With the explosion of data, numerous challenges have arisen in how to store, access and secure them, without compromising on performance and productivity. Due to those requirements and constraints, database technologies have made great strides in recent years, focusing on analytics work.
This module will introduce you to the fundamentals of SQL and using it with databases. By the end of this module you’ll:
We’ll be paraphrasing the definition supported by Oracle. This is one of the oldest companies in the field and they have been participating in the design and development of databases for decades:
A database is an organized collection of structured information, or data, typically stored electronically in a computer system.
SQL is a programming language used by nearly all relational databases to query, manipulate, and define data, and to provide access control.
The motivating factors for using a database and SQL are:
The definitions of database and SQL given above specified that we have structured data in a relational database.
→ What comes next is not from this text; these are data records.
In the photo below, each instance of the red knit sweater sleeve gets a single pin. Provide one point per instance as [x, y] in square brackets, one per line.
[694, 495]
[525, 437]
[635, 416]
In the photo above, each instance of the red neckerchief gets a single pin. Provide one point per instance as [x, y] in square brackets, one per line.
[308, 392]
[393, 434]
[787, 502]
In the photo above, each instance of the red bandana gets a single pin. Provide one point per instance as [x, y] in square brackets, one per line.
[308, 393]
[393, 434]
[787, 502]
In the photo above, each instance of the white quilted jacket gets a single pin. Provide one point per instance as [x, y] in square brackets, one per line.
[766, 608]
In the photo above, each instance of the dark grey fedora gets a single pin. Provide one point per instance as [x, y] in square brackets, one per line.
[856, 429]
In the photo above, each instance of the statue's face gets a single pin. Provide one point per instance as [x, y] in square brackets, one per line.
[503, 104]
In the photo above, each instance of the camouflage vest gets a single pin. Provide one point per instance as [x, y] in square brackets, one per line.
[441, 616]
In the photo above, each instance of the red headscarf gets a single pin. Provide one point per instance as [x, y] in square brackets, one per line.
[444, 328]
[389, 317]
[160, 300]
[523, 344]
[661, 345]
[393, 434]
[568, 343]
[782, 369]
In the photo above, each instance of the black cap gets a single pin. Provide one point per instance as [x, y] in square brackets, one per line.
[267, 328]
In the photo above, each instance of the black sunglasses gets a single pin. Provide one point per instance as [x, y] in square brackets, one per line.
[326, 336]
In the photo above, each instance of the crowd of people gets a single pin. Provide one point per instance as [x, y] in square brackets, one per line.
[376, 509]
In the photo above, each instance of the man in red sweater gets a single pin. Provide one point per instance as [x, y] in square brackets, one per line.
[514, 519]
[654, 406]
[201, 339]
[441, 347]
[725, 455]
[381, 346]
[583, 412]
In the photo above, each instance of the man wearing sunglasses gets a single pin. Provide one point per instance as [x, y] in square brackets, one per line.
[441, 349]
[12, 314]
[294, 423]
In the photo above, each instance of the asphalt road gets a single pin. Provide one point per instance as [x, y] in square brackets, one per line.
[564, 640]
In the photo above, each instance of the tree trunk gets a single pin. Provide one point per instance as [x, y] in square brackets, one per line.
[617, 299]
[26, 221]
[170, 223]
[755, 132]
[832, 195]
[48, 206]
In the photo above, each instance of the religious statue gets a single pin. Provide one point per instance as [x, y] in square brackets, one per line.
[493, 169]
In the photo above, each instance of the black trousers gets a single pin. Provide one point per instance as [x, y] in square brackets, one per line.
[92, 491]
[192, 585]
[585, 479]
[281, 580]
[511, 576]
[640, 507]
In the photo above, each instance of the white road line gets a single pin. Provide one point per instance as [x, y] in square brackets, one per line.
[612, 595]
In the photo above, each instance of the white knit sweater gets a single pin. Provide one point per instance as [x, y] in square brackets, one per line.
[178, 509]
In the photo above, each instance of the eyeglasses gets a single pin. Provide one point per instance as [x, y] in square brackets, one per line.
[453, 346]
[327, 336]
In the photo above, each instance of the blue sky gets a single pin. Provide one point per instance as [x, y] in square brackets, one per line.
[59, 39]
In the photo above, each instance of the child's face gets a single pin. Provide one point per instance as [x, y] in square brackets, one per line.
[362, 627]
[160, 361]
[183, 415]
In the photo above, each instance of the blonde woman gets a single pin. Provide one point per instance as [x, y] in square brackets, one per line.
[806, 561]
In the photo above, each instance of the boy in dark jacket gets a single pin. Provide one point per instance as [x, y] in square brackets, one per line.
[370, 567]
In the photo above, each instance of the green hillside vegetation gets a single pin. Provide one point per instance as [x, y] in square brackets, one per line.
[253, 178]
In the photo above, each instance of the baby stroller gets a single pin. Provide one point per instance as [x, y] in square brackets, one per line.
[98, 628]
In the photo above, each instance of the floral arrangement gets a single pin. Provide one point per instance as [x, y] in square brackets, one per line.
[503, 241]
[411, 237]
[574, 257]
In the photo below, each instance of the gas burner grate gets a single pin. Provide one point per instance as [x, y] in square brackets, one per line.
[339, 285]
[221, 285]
Structured data can most easily be understood as data which is organized according to some rules. For example, data in a tabular format with column headers for each variable and a row for each observation is structured data. Unstructured data is anything that contains information but can be in any form of its given format, like pictures, video, audio or text documents. Sometimes you’ll see other file formats that contain data, such as JSON or XML, popular on the web, described as structured data. Although these formats are defined by rules, they could be better described as semi-structured data.
A relational data base is just one type of database, each with pros and cons:
Relational databases are the most common and accessible type, thanks to an SQL interface. Knowledge of SQL will help you start working with different systems later on.
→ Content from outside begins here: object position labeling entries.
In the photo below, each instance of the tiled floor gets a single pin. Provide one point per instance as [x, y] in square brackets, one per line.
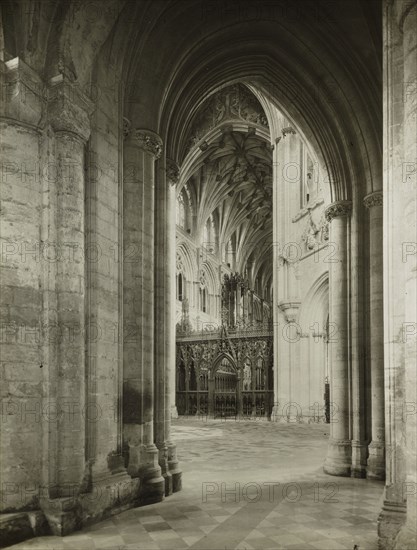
[246, 485]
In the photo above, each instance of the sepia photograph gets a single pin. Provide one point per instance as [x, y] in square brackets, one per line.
[208, 274]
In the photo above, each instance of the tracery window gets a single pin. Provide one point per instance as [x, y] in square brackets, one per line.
[180, 213]
[204, 296]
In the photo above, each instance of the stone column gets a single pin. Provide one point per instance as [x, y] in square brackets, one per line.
[376, 460]
[165, 322]
[397, 520]
[339, 454]
[407, 537]
[26, 217]
[172, 173]
[141, 149]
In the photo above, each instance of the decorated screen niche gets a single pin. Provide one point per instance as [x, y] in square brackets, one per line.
[225, 376]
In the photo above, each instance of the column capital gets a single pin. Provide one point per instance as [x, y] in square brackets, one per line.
[173, 172]
[338, 209]
[288, 130]
[290, 309]
[148, 141]
[373, 199]
[22, 92]
[69, 109]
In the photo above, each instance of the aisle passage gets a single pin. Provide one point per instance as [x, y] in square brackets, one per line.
[246, 485]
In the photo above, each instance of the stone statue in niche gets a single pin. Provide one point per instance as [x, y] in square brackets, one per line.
[310, 234]
[247, 376]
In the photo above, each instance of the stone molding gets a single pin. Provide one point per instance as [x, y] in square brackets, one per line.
[127, 126]
[338, 209]
[23, 93]
[172, 171]
[69, 109]
[148, 141]
[373, 199]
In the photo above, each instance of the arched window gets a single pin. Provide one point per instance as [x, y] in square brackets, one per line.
[203, 299]
[204, 294]
[180, 290]
[180, 287]
[180, 211]
[208, 236]
[229, 256]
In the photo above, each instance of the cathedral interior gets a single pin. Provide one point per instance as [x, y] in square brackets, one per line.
[208, 274]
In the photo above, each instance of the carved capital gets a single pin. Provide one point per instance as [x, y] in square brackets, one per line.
[288, 130]
[69, 109]
[148, 141]
[338, 209]
[373, 199]
[173, 172]
[290, 310]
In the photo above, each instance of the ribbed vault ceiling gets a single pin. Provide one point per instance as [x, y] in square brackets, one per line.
[232, 179]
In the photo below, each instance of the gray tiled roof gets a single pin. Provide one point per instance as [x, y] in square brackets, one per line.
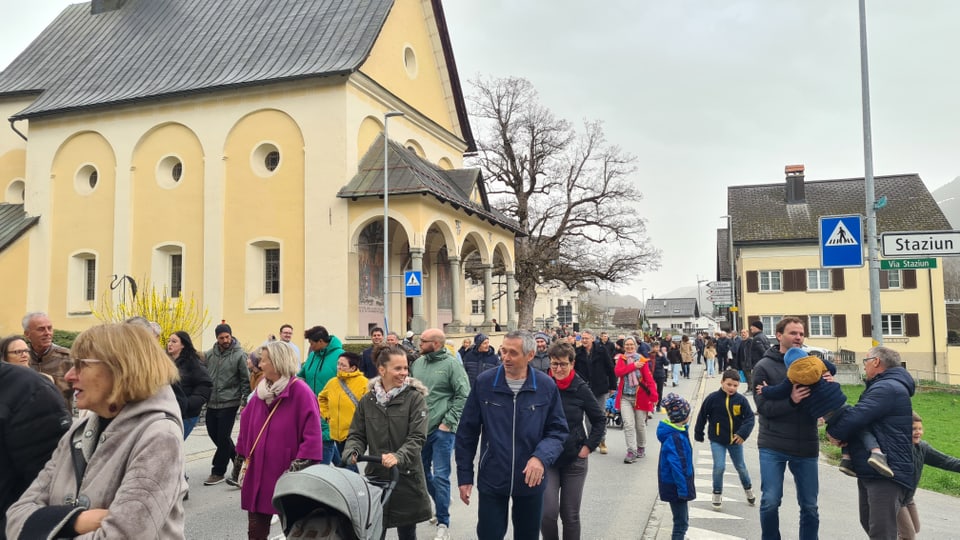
[761, 214]
[410, 174]
[14, 222]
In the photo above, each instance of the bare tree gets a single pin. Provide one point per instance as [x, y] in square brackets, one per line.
[571, 192]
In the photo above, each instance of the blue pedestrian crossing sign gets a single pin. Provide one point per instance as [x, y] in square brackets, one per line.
[413, 283]
[841, 241]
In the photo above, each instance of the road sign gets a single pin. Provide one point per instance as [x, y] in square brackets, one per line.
[413, 283]
[841, 241]
[920, 244]
[906, 264]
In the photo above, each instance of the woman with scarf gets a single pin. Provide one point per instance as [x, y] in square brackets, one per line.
[566, 477]
[279, 431]
[391, 422]
[637, 394]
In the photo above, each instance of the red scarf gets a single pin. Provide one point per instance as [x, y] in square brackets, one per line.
[563, 384]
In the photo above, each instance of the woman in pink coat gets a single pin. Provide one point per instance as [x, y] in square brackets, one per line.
[292, 438]
[636, 397]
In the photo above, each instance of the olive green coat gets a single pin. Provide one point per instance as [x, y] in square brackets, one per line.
[399, 428]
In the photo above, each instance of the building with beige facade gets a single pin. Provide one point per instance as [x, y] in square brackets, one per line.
[241, 160]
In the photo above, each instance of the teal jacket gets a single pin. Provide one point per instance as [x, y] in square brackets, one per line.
[448, 387]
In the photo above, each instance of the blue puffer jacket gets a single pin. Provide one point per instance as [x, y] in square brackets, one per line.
[884, 408]
[513, 429]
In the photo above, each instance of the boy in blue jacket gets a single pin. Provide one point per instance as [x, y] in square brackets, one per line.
[731, 421]
[675, 469]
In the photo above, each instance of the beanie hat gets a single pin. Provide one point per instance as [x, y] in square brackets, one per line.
[678, 409]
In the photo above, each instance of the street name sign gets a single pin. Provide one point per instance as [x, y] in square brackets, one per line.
[910, 245]
[841, 241]
[907, 264]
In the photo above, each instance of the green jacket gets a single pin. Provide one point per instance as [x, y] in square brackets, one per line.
[447, 382]
[230, 376]
[399, 428]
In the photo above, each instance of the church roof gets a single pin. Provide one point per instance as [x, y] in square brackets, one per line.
[412, 175]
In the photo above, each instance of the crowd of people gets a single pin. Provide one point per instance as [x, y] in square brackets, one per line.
[537, 406]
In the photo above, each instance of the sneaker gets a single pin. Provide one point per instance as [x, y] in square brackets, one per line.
[846, 467]
[879, 462]
[213, 480]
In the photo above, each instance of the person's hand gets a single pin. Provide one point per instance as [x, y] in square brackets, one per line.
[465, 491]
[533, 472]
[89, 520]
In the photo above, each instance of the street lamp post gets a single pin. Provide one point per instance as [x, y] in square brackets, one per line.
[386, 220]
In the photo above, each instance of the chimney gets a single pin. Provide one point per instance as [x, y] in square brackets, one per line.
[103, 6]
[795, 194]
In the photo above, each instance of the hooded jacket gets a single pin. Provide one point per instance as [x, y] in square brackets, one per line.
[135, 472]
[884, 408]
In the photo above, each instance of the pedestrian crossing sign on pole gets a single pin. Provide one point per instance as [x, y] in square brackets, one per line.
[413, 283]
[841, 241]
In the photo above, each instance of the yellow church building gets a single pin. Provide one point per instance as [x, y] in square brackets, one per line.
[234, 151]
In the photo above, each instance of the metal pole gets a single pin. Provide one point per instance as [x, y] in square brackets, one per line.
[386, 221]
[869, 188]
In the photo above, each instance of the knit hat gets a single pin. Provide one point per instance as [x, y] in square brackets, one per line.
[678, 409]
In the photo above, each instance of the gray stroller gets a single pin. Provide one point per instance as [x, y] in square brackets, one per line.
[325, 502]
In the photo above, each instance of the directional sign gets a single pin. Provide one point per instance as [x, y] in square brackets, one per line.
[841, 241]
[920, 244]
[413, 283]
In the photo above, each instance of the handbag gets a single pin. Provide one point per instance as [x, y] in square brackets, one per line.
[246, 461]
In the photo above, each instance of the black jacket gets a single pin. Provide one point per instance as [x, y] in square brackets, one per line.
[578, 401]
[596, 368]
[784, 427]
[884, 408]
[33, 417]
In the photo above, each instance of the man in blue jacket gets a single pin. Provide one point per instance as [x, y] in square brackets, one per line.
[885, 408]
[517, 412]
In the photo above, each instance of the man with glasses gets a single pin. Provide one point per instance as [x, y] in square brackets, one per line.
[885, 409]
[446, 380]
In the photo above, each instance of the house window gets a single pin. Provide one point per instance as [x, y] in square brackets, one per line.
[821, 325]
[891, 325]
[770, 280]
[818, 280]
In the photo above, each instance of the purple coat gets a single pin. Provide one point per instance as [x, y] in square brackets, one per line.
[293, 433]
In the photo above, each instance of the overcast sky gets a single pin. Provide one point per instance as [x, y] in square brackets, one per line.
[709, 93]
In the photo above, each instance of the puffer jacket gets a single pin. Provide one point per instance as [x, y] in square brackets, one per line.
[783, 427]
[135, 472]
[230, 376]
[884, 408]
[399, 428]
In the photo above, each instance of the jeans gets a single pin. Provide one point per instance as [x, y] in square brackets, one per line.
[720, 461]
[681, 520]
[562, 498]
[805, 475]
[492, 516]
[219, 429]
[437, 452]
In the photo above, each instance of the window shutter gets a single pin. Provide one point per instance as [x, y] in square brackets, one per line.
[840, 326]
[753, 281]
[836, 278]
[911, 323]
[909, 279]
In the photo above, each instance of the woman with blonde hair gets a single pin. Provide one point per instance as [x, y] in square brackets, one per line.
[118, 472]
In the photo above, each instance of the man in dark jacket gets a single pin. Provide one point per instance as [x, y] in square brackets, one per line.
[33, 417]
[515, 453]
[788, 437]
[884, 408]
[595, 366]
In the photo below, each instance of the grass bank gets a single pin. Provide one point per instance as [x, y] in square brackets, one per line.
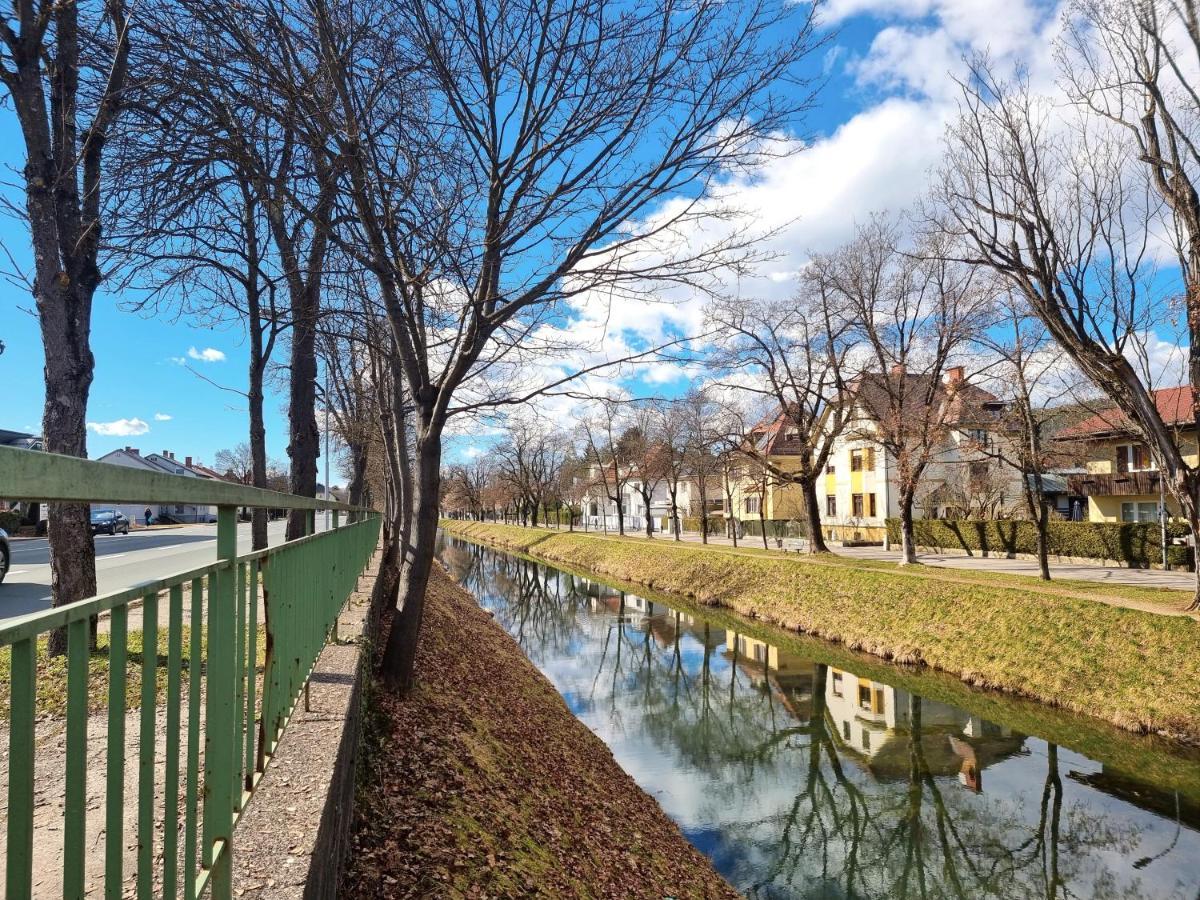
[483, 784]
[1129, 667]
How to pronounce SQL? There’s no right answer to this question, but there are two correct options. First, is to spell the letters S.Q.L. The second option is to say sequel
- and that one is arguably easier on the ear.
Blended learning: NoSQL Databases
There are several fundamentally different ways in which data can be stored. The one most common that we will be using is the relational model, but another one of great interest to data scientists is NoSQL. Contrary to popular belief, NoSQL stands for Not-only SQL.
The most popular No-SQL database is MongoDB. The Data Wrangling with MongoDB on Udacity provides a good introduction if you are interested in learning more.
Go through this tutorial to understand the difference between SQL and NoSQL (1 hour).
Blended learning: Designing Data-Intensive Applications
One of the most influential books in recent years, that many data engineers have on their desks is Designing Data-Intensive Applications. A lot of the concepts introduced there might be a bit too advanced for beginners, but it can be used as a reference guide, and a useful entry point for those who want to specialise in this domain.
Getting started with databases locally
The best way to learn to work with databases initially is to set them up locally, instead of using pre-built cloud solutions which are already configured. An excellent tutorial is available here (1 hour).
The specific database type we’ll use if called MySQL. MySQL is an open source Relational Database Management System (RDBMS) that is based on the language SQL. The MySQL installation guide is the best source for instructions on how to install it on your specific system.
To test whether your installation worked, type which mysql
in your command line after. This command should return an output without an error.
MySQL comes packaged with MySQLWorkbench, an IDE for writing and executing SQL commands. For our purposes this is perfectly fine, but there are several other tools that you can try out.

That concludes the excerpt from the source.